Everyone who pleads guilty or found guilty to have driven a vehicle on public a public road while under the influence of alcohol gets an automatic disqualification. But I believe this law is particularly harsh on first-time offenders.

Licence disqualification creates a whole series of problems. They include issues with getting to and from work and taking children to school and extra-curricular activities. They may also end small businesses when the disqualified person is the operator and driver for the business.

Some people earn their living as drivers and they lose their jobs.

There is no second thought about long service or inconvenience to the life of the offender. The law as exercised by the court disregards any special circumstances despite the economic and social hardship created when a person loses their licence. Drink and drive – and you suffer. However, there are exceptions. I will elaborate on these later.

This is all very well, the law being tough to discourage driving while under the influence of alcohol. However, is it now the case that we have enough data to modify our laws in this area? Have we now reached the time for parliament to take another look at the penalty of automatic disqualification for first-time offenders? Should we now introduce a points demerit system that will track the frequency of offending instead of this bland rule of disqualification for your first offence?

In my view, what we have in the Cook Islands is a net of steel aimed at capturing deliberate offenders but it also captures the naïve and the medically-challenged: some people have very low alcohol tolerance because of medical conditions and unless they have medical reports to counter the charge, they stand to lose a lot.

I am currently appealing the conviction of a young woman who had a drink one night, went home at 2 am and went to sleep until 8 am before she drove to pick up a family member. This woman’s family are from the outer islands and depend on this young woman to drive them to the hospital, church and to clients who purchase their arts and crafts. She is their lifeline for medical care, social and community duties and income, The court said she was guilty and she does not fit the exception that I now elaborate.

Part of my motivation in writing this column is that local Justices of the Peace who sit to hear excessive breath alcohol (EBA) cases are under constant pressure from defence lawyers and from those who appear before them not to disqualify them because those being charged, particularly first-time offenders, consider it a harsh and unjust penalty. 
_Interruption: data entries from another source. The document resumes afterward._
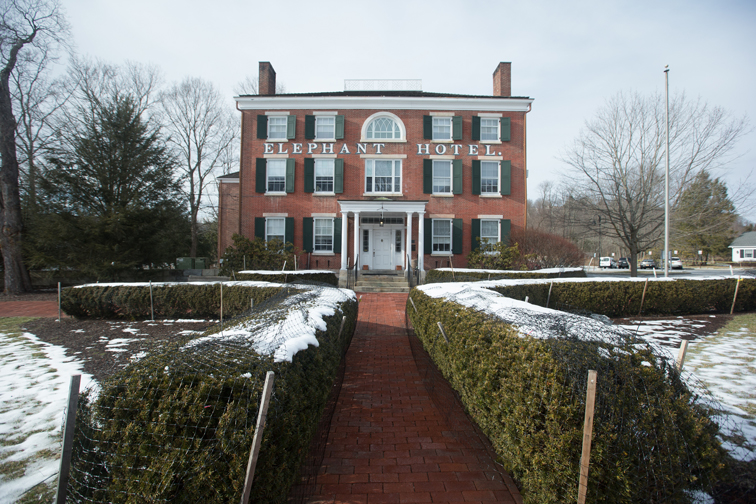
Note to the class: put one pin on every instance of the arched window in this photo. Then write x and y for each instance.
(383, 126)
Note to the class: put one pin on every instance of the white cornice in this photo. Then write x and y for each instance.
(283, 102)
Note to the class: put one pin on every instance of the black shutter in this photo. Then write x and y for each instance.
(260, 227)
(475, 234)
(427, 176)
(291, 127)
(457, 128)
(307, 224)
(338, 176)
(457, 176)
(309, 175)
(476, 128)
(428, 237)
(262, 126)
(309, 127)
(337, 236)
(506, 177)
(456, 236)
(339, 127)
(476, 176)
(506, 128)
(290, 175)
(260, 166)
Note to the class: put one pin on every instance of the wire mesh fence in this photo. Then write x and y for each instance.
(177, 426)
(659, 435)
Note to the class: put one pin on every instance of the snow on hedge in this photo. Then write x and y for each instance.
(286, 329)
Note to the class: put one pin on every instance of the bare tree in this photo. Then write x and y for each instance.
(25, 25)
(202, 128)
(618, 161)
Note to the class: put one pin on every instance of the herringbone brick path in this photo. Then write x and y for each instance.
(388, 442)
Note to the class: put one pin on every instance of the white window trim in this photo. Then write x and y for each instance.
(393, 160)
(402, 130)
(314, 235)
(451, 179)
(444, 253)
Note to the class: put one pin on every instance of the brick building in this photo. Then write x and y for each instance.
(378, 176)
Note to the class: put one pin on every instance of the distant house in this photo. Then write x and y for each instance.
(744, 247)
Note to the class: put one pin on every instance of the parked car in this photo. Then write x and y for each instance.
(647, 264)
(607, 262)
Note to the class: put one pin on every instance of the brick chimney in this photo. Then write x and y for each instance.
(502, 79)
(267, 77)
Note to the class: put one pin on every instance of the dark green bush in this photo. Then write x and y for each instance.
(326, 277)
(652, 440)
(445, 275)
(178, 300)
(178, 426)
(623, 298)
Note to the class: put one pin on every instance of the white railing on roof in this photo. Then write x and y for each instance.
(383, 85)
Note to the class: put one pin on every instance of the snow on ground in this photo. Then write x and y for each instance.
(288, 331)
(36, 379)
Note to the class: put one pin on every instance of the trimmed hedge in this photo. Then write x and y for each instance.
(179, 300)
(326, 277)
(445, 275)
(652, 441)
(178, 426)
(623, 298)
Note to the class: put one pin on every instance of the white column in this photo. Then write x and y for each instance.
(420, 239)
(344, 236)
(408, 241)
(356, 236)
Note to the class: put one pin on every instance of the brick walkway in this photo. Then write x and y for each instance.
(388, 442)
(29, 309)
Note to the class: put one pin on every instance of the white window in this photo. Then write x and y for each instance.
(277, 127)
(325, 127)
(276, 175)
(442, 128)
(275, 229)
(324, 175)
(383, 128)
(441, 235)
(383, 176)
(323, 235)
(489, 129)
(489, 177)
(442, 173)
(489, 231)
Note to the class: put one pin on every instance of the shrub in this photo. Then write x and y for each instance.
(178, 425)
(652, 439)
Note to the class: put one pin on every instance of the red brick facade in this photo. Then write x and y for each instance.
(411, 110)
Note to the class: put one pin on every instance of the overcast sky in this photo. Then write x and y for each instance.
(569, 56)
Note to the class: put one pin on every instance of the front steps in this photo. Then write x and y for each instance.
(382, 281)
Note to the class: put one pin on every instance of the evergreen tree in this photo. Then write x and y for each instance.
(705, 216)
(112, 202)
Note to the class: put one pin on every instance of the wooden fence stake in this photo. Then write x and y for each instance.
(68, 432)
(735, 297)
(257, 439)
(443, 333)
(643, 298)
(413, 304)
(585, 459)
(681, 354)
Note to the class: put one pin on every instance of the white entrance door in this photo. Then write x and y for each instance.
(383, 246)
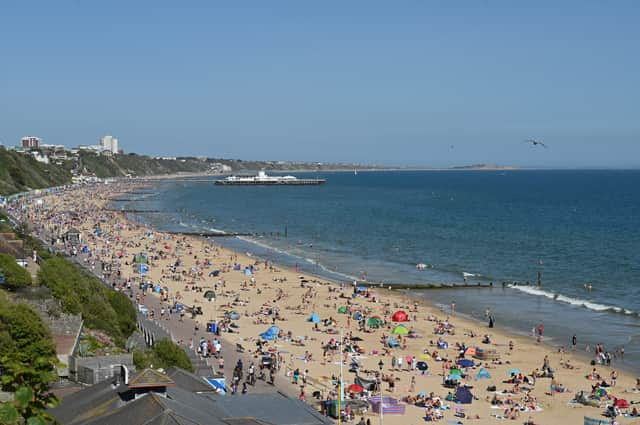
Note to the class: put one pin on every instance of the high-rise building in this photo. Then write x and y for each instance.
(109, 143)
(30, 142)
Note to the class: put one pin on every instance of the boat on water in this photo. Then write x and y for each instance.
(263, 179)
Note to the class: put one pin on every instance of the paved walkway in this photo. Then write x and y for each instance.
(183, 332)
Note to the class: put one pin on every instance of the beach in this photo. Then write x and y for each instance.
(328, 328)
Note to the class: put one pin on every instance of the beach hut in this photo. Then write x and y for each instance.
(388, 405)
(375, 322)
(400, 316)
(483, 374)
(463, 395)
(314, 318)
(400, 330)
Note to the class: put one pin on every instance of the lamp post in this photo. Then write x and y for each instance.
(381, 365)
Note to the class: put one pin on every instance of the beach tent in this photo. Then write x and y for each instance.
(621, 403)
(140, 257)
(483, 374)
(400, 330)
(271, 333)
(375, 322)
(355, 388)
(389, 405)
(463, 395)
(392, 342)
(465, 363)
(400, 316)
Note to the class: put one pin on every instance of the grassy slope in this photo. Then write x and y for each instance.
(19, 172)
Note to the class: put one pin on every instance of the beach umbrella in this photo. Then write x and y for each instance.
(355, 388)
(400, 330)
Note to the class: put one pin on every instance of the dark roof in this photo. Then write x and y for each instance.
(270, 408)
(150, 378)
(88, 403)
(154, 409)
(102, 404)
(189, 381)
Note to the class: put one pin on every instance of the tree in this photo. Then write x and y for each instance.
(27, 360)
(164, 354)
(15, 275)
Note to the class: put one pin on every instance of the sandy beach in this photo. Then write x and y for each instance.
(413, 351)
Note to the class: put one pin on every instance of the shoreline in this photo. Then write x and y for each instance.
(397, 297)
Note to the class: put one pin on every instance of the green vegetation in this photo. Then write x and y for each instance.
(164, 354)
(137, 165)
(20, 172)
(82, 293)
(14, 274)
(28, 359)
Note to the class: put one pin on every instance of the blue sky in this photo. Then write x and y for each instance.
(403, 83)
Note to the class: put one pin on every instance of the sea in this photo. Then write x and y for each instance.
(505, 228)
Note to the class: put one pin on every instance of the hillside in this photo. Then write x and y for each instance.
(19, 172)
(137, 165)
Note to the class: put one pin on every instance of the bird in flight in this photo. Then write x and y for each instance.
(535, 143)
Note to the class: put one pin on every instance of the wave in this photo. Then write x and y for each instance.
(578, 302)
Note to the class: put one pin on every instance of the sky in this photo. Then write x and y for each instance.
(409, 83)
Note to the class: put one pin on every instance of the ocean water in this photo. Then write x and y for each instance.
(573, 227)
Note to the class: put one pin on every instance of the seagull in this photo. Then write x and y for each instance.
(535, 143)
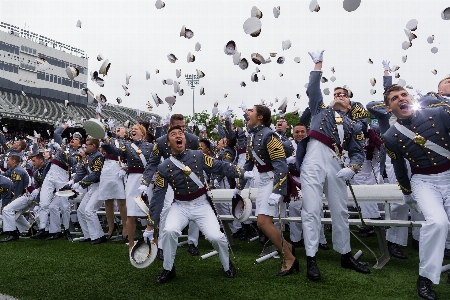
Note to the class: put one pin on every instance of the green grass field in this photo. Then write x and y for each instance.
(36, 269)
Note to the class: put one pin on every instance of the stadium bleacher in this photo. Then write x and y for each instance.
(34, 106)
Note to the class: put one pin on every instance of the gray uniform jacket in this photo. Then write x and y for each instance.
(19, 177)
(267, 145)
(323, 125)
(433, 124)
(185, 189)
(162, 149)
(6, 189)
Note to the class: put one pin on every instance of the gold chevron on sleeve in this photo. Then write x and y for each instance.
(275, 149)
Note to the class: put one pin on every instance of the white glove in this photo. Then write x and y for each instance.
(142, 189)
(273, 199)
(122, 173)
(75, 186)
(419, 93)
(411, 202)
(111, 124)
(34, 194)
(291, 160)
(99, 108)
(243, 106)
(316, 56)
(148, 235)
(217, 184)
(248, 175)
(345, 173)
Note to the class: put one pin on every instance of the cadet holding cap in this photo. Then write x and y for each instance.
(266, 152)
(331, 131)
(57, 176)
(184, 172)
(137, 153)
(422, 137)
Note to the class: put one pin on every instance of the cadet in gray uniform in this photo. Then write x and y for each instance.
(321, 172)
(20, 181)
(88, 177)
(22, 203)
(57, 176)
(161, 150)
(184, 171)
(137, 154)
(422, 137)
(266, 152)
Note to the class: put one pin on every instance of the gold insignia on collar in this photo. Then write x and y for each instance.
(419, 140)
(187, 170)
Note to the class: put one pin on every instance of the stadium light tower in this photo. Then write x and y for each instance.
(192, 81)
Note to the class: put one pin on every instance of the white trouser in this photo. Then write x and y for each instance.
(200, 212)
(87, 214)
(10, 223)
(193, 231)
(56, 178)
(399, 235)
(225, 209)
(59, 210)
(319, 169)
(432, 192)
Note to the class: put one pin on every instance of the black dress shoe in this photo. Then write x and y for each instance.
(352, 263)
(298, 244)
(312, 271)
(68, 235)
(193, 250)
(395, 251)
(55, 236)
(42, 234)
(99, 240)
(165, 276)
(11, 237)
(324, 246)
(237, 234)
(231, 273)
(415, 244)
(447, 254)
(160, 255)
(263, 238)
(245, 232)
(295, 266)
(84, 240)
(425, 289)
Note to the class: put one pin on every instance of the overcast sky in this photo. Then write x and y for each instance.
(136, 37)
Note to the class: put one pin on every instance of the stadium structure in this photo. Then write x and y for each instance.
(31, 99)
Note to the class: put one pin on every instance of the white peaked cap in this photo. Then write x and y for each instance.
(256, 12)
(412, 24)
(314, 6)
(276, 12)
(252, 26)
(159, 4)
(351, 5)
(285, 45)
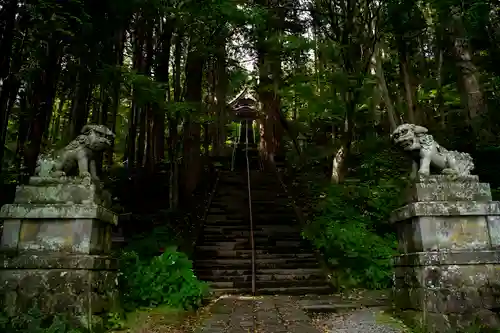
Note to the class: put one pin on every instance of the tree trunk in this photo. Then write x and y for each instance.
(43, 100)
(220, 95)
(194, 79)
(385, 91)
(118, 52)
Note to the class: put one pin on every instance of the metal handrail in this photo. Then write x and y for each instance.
(252, 242)
(235, 144)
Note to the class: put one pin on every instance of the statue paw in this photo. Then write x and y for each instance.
(448, 171)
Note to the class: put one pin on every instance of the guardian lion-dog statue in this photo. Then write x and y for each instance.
(78, 154)
(427, 153)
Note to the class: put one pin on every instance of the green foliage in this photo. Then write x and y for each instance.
(34, 321)
(167, 279)
(350, 225)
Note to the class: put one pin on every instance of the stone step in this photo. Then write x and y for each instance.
(266, 274)
(216, 251)
(257, 242)
(313, 290)
(247, 254)
(258, 228)
(246, 282)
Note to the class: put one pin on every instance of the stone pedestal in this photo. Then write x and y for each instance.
(54, 251)
(448, 270)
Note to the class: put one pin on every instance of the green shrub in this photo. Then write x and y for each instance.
(344, 234)
(34, 321)
(167, 279)
(350, 224)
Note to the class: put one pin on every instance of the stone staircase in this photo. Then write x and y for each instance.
(285, 264)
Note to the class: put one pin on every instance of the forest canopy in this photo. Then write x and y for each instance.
(329, 75)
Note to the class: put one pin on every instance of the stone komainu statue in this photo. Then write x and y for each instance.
(426, 152)
(78, 154)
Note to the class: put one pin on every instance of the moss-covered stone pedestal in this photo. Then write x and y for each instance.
(447, 275)
(55, 251)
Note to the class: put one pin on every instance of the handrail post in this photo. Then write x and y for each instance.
(252, 242)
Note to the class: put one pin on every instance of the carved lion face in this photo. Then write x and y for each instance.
(406, 136)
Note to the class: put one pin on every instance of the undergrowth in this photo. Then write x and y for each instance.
(167, 279)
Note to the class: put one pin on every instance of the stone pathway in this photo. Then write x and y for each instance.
(362, 312)
(273, 314)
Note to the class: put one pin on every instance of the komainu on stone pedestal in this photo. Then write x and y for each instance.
(78, 154)
(56, 240)
(427, 153)
(447, 273)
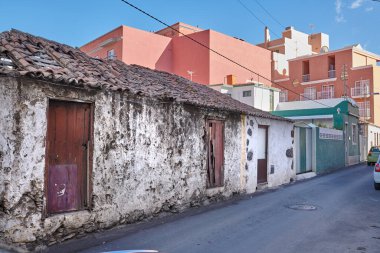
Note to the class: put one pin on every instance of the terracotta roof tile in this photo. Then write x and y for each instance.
(44, 59)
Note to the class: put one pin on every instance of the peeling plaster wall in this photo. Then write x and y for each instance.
(149, 158)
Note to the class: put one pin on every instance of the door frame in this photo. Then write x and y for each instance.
(266, 127)
(90, 150)
(222, 121)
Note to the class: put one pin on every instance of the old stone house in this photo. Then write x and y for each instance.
(87, 144)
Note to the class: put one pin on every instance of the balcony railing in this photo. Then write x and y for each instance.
(325, 94)
(361, 91)
(306, 78)
(307, 96)
(332, 73)
(283, 96)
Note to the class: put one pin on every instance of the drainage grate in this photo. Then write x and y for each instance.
(303, 207)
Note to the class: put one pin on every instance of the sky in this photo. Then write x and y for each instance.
(76, 22)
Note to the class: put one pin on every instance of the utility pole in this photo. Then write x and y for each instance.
(344, 78)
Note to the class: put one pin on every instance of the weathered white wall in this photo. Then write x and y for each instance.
(260, 96)
(149, 158)
(279, 142)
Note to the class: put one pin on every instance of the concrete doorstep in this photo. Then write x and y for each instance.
(306, 175)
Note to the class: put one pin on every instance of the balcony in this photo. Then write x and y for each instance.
(332, 73)
(325, 94)
(284, 96)
(307, 96)
(360, 92)
(306, 78)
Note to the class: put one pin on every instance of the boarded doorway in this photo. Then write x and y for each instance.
(262, 154)
(215, 153)
(68, 156)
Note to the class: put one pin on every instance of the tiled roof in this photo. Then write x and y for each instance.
(22, 54)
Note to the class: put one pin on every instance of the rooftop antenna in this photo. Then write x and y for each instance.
(190, 72)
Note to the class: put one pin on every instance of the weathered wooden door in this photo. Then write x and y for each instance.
(262, 152)
(215, 151)
(68, 138)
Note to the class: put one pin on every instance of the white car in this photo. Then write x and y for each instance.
(376, 174)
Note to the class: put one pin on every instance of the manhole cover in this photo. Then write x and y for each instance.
(303, 207)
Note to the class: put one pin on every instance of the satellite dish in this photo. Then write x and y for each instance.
(324, 49)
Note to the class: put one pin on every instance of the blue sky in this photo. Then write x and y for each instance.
(75, 22)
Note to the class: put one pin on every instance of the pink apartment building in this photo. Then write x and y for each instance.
(169, 51)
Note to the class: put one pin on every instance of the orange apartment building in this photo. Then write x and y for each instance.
(170, 51)
(303, 63)
(350, 71)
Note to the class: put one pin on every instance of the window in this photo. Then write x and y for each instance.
(284, 96)
(360, 89)
(331, 64)
(364, 109)
(327, 92)
(271, 98)
(215, 153)
(309, 93)
(354, 134)
(305, 71)
(111, 54)
(247, 93)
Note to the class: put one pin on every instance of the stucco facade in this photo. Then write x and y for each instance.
(320, 77)
(136, 141)
(256, 95)
(89, 144)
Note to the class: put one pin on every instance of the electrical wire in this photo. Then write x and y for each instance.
(221, 55)
(256, 17)
(270, 15)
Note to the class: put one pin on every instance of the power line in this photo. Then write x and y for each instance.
(270, 15)
(278, 36)
(216, 52)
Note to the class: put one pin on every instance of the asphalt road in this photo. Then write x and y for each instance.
(346, 219)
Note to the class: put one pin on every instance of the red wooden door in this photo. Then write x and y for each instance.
(215, 150)
(68, 139)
A fine is a more convenient penalty and for recidivist offenders, tougher penalties are there for recommendation by police, and they could end up in prison. However, I believe it is these first time offenders that need re-consideration.

The pressure on JPs has resulted in an exception. A local JP acquitted a young police officer after he was breathalysed to be over the legal limit, because he had a career to pursue. He was touted as a Good Samaritan for helping another driver in an accident on the road, the night he was breathalysed. 

The court has also sometimes been lenient with people facing serious criminal offences such as assault and has taken the career prospects of young offenders into account. It has acquitted them if they were first-time offenders. To me, this reasoning has crossed over into the EBA area and it a good sign, but the court runs the risk of practising double standards. 

The outer islands woman was deemed less deserving of keeping her licence in spite of the value she brings to her family in hardship circumstances, while the young officer, who by the way was the son of a politician and is now no longer with the Cook Islands Police Force, was acquitted.

I argue that it is now time for parliament to reconsider at the EBA laws instead of practising a sweeping, all-encompassing law that I believe has now been corrupted by the court itself. The court can no longer sustain “one rule for all” regarding the disqualification penalty.